Once you stop consuming the WhatsApp forwards of your extended family, you will be able to recover your relationships with individual relatives
I have some counsel for people who suffer extreme distress from reading the bigoted, thoughtless, vile, unscientific, irrational, misogynistic posts of their relatives in family WhatsApp groups. Some of you are so wound up by now that you experience distress even at the posts about the glory of yoga/meditation/Ayurveda/herbal tea.
QUIT the group.
Depending on which smartphone you have, it takes no more than two-three gentle taps of your finger on the screen to exit any WhatsApp group. Believe me, it’s not you who is responsible for the anguish. It’s not them either. Hawa kharab hai, as they say in Hindi. Something is rotten about the times we live in and it’s not just a mutating virus named covid-19.
Have faith in family. You may leave the family group but the family will never leave you.
They will think of you more than they used to. They will send you messages separately when they are relevant to you. God forbid, they might even call you. They will never forget to invite you for weddings, birthdays, picnics and whatnot. They will send you mithai ka dabbas even if you are unable to attend. Your mother will tell you what each one of them was saying about you in your absence. Some of it will sound nice to you.
Once you stop consuming the WhatsApp forwards of your extended family, you will be able to recover your relationships with individual relatives. You will no longer associate the scientist in your family with the unscientific post she sent about the collective energy of candles defeating coronavirus. You will not be compelled to remember the dripped-in-hate post your sister forwarded. You will begin to forget how gullible your uncle is, the one who was once your childhood hero. Your father might be sharing the same pseudo-science that Amitabh Bachchan has posted and deleted on Twitter, but alas, it is too late to be reprimanding faded superstars in our own family.
When someone is embarrassing themselves in public, you look away. You don’t want to blame them for having tripped. You don’t want to burn yourself to cinder by raging all the time. If they are on Facebook, mute them. Block a few relatives, they will never confront you about it. I speak from experience.
All around us, many of those we have loved, respected and learnt from are crippled by the age of disinformation. They have allowed their imagination to be brutalized by the tsunami of fake news and hate posts. They are drowning, not waving.
Last week I wrote this sentence on my Twitter—Leaving a family WhatsApp group is an act of love. I had just exited one of my last family groups and I was trying to process my mixed feelings.
What had bothered me about this group was not so much what the uncles would forward or recommend every now and then. What got to me were the silences. The hypocrisy of pretending to be apolitical in a time when every choice we make is political. The timidity of not calling out each other. The smugness of feeling protected by our class and caste privilege even as millions of people’s lives have been thrown into disarray all around us.

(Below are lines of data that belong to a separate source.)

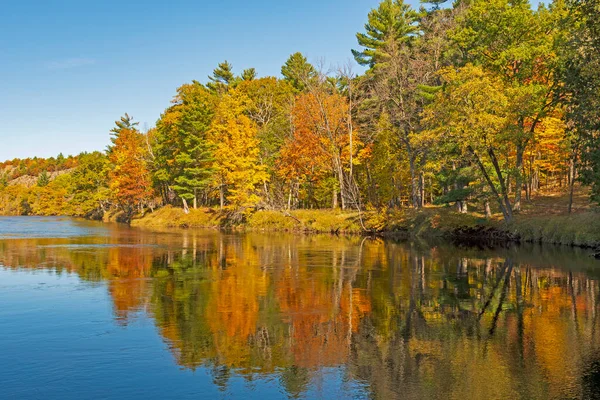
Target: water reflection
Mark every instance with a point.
(404, 320)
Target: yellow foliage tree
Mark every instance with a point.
(237, 165)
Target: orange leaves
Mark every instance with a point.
(321, 136)
(129, 179)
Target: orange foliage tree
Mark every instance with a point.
(130, 181)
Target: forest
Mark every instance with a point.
(478, 105)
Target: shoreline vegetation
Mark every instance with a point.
(578, 230)
(552, 225)
(487, 105)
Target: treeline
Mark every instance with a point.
(481, 104)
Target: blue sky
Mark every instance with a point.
(70, 68)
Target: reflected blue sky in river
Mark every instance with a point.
(106, 311)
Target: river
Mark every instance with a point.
(104, 311)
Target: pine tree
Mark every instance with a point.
(393, 22)
(183, 153)
(126, 122)
(298, 71)
(221, 78)
(43, 179)
(249, 74)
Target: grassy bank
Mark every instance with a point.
(580, 229)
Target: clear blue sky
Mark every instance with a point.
(70, 68)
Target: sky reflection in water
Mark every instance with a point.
(104, 311)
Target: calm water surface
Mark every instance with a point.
(107, 312)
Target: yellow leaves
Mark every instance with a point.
(234, 136)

And yet, leaving the room was an act of calmness. Leaving means I can make my choices and feel my feelings without imposing them on anyone else. It means I am creating space for my own self. I have resisted the easy temptation to turn my frustration into rage towards my own people. I have chosen not to fritter away my energy where it will solve no problems and definitely create a few useless ones. Because truly, people are much more than what they post on social media.

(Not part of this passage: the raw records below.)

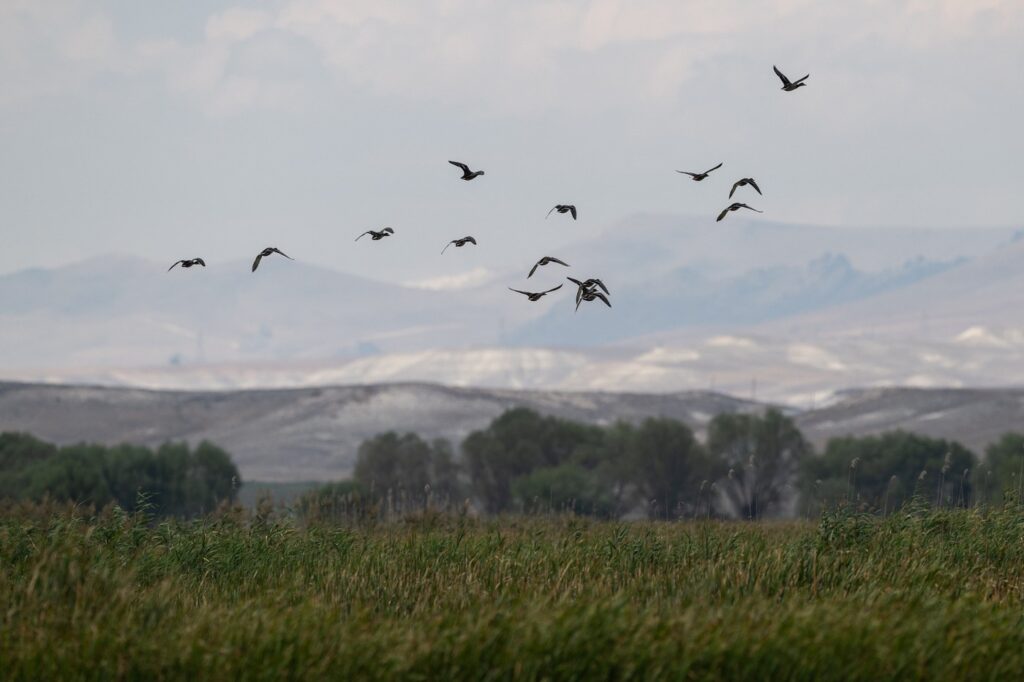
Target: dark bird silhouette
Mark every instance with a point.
(735, 207)
(592, 295)
(786, 85)
(375, 236)
(188, 262)
(545, 261)
(743, 181)
(699, 176)
(563, 208)
(466, 173)
(536, 296)
(460, 243)
(266, 252)
(588, 287)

My one-line tweet evoked more responses than I had expected. I am amazed by the stickiness of the WhatsApp group as a medium. It is relatively new, yet how attached we have become to the idea of belonging in multiple groups. We complain but we don’t leave. Most of our elders won’t even mute them. Admins don’t delete groups when their original purpose is over. Why are we hanging around each other so much in the virtual world? So much free space and yet we have become claustrophobic.

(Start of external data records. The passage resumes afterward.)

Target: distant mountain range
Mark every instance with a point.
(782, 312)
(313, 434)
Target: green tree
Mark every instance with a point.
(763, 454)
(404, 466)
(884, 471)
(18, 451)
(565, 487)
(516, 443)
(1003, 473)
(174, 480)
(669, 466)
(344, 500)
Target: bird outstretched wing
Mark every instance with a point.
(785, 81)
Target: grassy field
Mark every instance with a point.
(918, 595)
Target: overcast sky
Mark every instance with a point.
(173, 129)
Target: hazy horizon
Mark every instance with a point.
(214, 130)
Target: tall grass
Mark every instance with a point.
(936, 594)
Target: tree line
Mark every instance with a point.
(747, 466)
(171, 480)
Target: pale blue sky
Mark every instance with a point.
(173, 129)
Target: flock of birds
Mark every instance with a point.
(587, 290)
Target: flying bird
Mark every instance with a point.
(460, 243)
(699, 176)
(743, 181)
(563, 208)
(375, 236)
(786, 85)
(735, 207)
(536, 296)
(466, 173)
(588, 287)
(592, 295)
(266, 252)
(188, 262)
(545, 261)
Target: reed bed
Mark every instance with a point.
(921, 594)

Life, as our days in lockdown have reminded us again, is short. There is music to learn and books to reread. Plants to tend to and poetry to indulge in. Slogans to paint and fund-raisers to organize. Prioritize compassion and befriend one’s own vulnerability.
Do not be waylaid by the family WhatsApp group. You fought hard to emerge as your own person in real life, don’t succumb to this shallow new medium that replicates all the sad, toxic hierarchies of extended families.
Walk out. Do it now.
We live in times when survival depends on breaking away. Do not be afraid of failure and rejection. We need both of them in large doses. Neither of them is permanent. They are the opportunities that can lead us towards a new way to think and live. Be the example everyone needs to see.
Use that finger, be the first to step out. Exit every group that disturbs you. Use protection, be safe. Stay home with yourself.
Natasha Badhwar is a film-maker and the author of My Daughters’ Mum and Immortal For A Moment.